\input{preamble}
\begin{document}
\lecture{Trevisan Extractor}{Pseudorandomness}{Srikanth Srinivasan}{Ramprasad Saptharishi}

\section{Introduction}

In the last meeting, we saw how we could use a hard function to
construct a pseudorandom generator and hence obtain some
derandomization results. This can be thought of as a way by which we
converted one pseudorandom object to another. 

People study another pseudorandom object called
\emph{extractors}. These are objects that ``extracts'' almost pure
random bits from weak random sources. Lets first define a few terms. 

\begin{definition}
Let $X$ be any distribution. The \emph{min-entropy} of $X$ is said to
be $k$ if for every $x$ in the domain, $X(x) \leq 2^{-k}$.
\end{definition}
Intuitively, what this says that there are some $k$ random bits that
are hidden in distribution $X$. 

\begin{definition}
  Given two distributions $X$ and $Y$, the statistical distance
  between the two distributions is denoted by $d(X,Y)$ or $|X - Y|$
  and is defined as
  $$
  d(X,Y) = |X - Y| = \frac{1}{2}\sum_x\abs{X(x) - Y(x)}
  $$
\end{definition}

\begin{observation}
  $d(X,Y) = \max_{A\subseteq S}(X(A) - Y(A))$
\end{observation}
From this observation, it is clear as to why it is called the
``statistical distance''. One could think of $A$ that maximizes the
RHS as a statistical test. Thus, if the distance between $X$ and $Y$
is $\epsilon$, then no statistical test can distinguish between them
with an advantage of more than $\epsilon$. Or in other words, $X$
behaves like $Y$ with respect to any statistical test. \\

Let us take a quick glimpse at the PRG setting, we wanted to create a
PRG such that the output of it behaves like the uniform distribution
with respect to small circuits. This notion of being indistinguishable
with respect to statistical tests seems like a stronger
property.

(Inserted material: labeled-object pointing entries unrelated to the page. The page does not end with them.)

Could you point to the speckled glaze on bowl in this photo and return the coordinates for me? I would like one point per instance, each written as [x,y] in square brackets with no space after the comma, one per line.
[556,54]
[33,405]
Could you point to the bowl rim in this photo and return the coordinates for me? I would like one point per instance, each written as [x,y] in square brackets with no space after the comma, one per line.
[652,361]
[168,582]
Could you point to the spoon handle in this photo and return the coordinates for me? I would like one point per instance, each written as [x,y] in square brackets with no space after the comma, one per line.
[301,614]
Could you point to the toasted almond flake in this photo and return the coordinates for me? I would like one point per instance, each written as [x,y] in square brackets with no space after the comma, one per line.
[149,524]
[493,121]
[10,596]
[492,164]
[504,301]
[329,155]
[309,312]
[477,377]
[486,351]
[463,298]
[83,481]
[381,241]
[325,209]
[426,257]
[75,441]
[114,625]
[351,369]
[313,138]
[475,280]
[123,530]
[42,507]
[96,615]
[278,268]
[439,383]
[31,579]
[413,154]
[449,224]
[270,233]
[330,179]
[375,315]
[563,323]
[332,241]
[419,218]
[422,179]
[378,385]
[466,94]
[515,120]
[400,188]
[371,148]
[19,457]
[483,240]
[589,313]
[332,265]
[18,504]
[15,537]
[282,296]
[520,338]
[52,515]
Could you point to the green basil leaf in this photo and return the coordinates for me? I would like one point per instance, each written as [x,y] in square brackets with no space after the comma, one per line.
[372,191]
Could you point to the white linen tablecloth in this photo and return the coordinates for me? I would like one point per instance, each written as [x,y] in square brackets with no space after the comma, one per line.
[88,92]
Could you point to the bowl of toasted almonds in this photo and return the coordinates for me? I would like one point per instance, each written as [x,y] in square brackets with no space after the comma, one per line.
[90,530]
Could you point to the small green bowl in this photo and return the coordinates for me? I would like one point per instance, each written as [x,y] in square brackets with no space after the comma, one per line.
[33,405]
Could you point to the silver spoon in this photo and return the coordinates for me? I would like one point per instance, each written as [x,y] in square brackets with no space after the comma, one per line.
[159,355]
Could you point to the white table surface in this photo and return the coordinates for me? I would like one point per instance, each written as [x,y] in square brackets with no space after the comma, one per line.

Trevisan used the black-box proof of Nisan-Wigderson's
generator to show that it is actually a proof to show that we have a
good extractor. 

\subsection{Extractors}

\begin{definition}
An $(k,\epsilon)$ extractor is a function
$E:\zo^m\times \zo^l \longrightarrow \zo^n$ such that given any
distribution $X$ over $\zo^m$ with min-entropy at least $k$, 
$$
\abs{E(X,U_l) - U_n} \leq \epsilon        
$$
\end{definition}
Typically one would want $l$ to be as small as possible, and $n$ to be
close to $k+l$ (so that it extracts all the randomness of from the
input. 

How does one prove that a certain function is not an extractor? Here
is how it is usually done. 

Assume that $E$ is not an $(k,\epsilon)$ extractor. Then there exists
some $k$-source $X$ such that $\abs{E(X,U_l) - U_n} > \epsilon$. This
means that there is some $A\subseteq \zo^n$ such that 
\bea{
\Pr[E(x,U_l) \in A] - \Pr[U_n \in A] &> &\epsilon\\
\implies \Pr[A(E(x,y))=1] - \Pr[A(z) = 1]& > &\epsilon
}

For each $x\in \zo^m$, define $R_x = \Pr_y[A(E(x,y))=1] - \Pr[A(z) =
1] \leq 1$. Therefore, the last equation just says that $E_x[R_x]
> \epsilon$. Then, with probability at least $\frac{\epsilon}{2}$ over
the choice of $x$, $R_x > \frac{\epsilon}{2}$ (prove this!). Which
means that the same statistical test $A$ works for a large number of
$x$'s. Let us say $A$ is $\epsilon$-bad for $x$ if $R_x
> \frac{\epsilon}{2}$. 

\emph{Lets assume that we could prove that for any $A$, the
number of $x$'s such that $A$ is $\epsilon$-bad for $x$ is less than
$K$.} 

Then, one of the $x$'s must have large weight put on it. Since
$R_x \geq \frac{\epsilon}{2}$, we have
$K\frac{1}{2^k}\geq \frac{\epsilon}{2}$ which would then show that
$k\geq \log\inparen{\frac{K}{\epsilon}}$. Thus if we started with
a source $X$ with larger min-entropy, we would have a
contradiction. Thus, the function would then give a
$\inparen{\log\inparen{\frac{K}{\epsilon}}
+1, \epsilon}$-extractor. \\

The main bottleneck is in showing that w cn bound the number of $x$'s
that could be bad for any $A$. 

\section{Trevisan's Extractor}

Lets recall the Nisan-Wigderson pseudorandom generator. We started
with a $(n,l,m,\log n)$-design which is a family of $n$ subsets of $[l]$
with cardinality $m$ each such that the pairwise intersection is
bounded by $\log n$. Then, suppose we are given a function $f$, then
the generator $G_f$ is defined as follows:
\bea{
G_f:\zo^l&\longrightarrow&\zo^n\\
G_f(y) & = & f(y|_{S_1})f(y|_{S_2})\cdots f(y|_{S_n})
}
If the function was hard to compute, then this would be pseudorandom
for a certain class of circuits. \\

Let us look at the proof. It proceeded by assuming the contrary, and
then getting a circuit that would predict a bit of the generator
correctly with significant advantage. If we were to replace the
circuit $C$ by an oracle $A$, the entire proof would go through. We
would then end up with a small circuit that has oracle access to $A$
and can compute $f$ significantly. Since $C$ was just used as a black
box, one could think of $C$ as a statistical test $A$ and go
ahead. This was the motivation for Trevisan's extractor. 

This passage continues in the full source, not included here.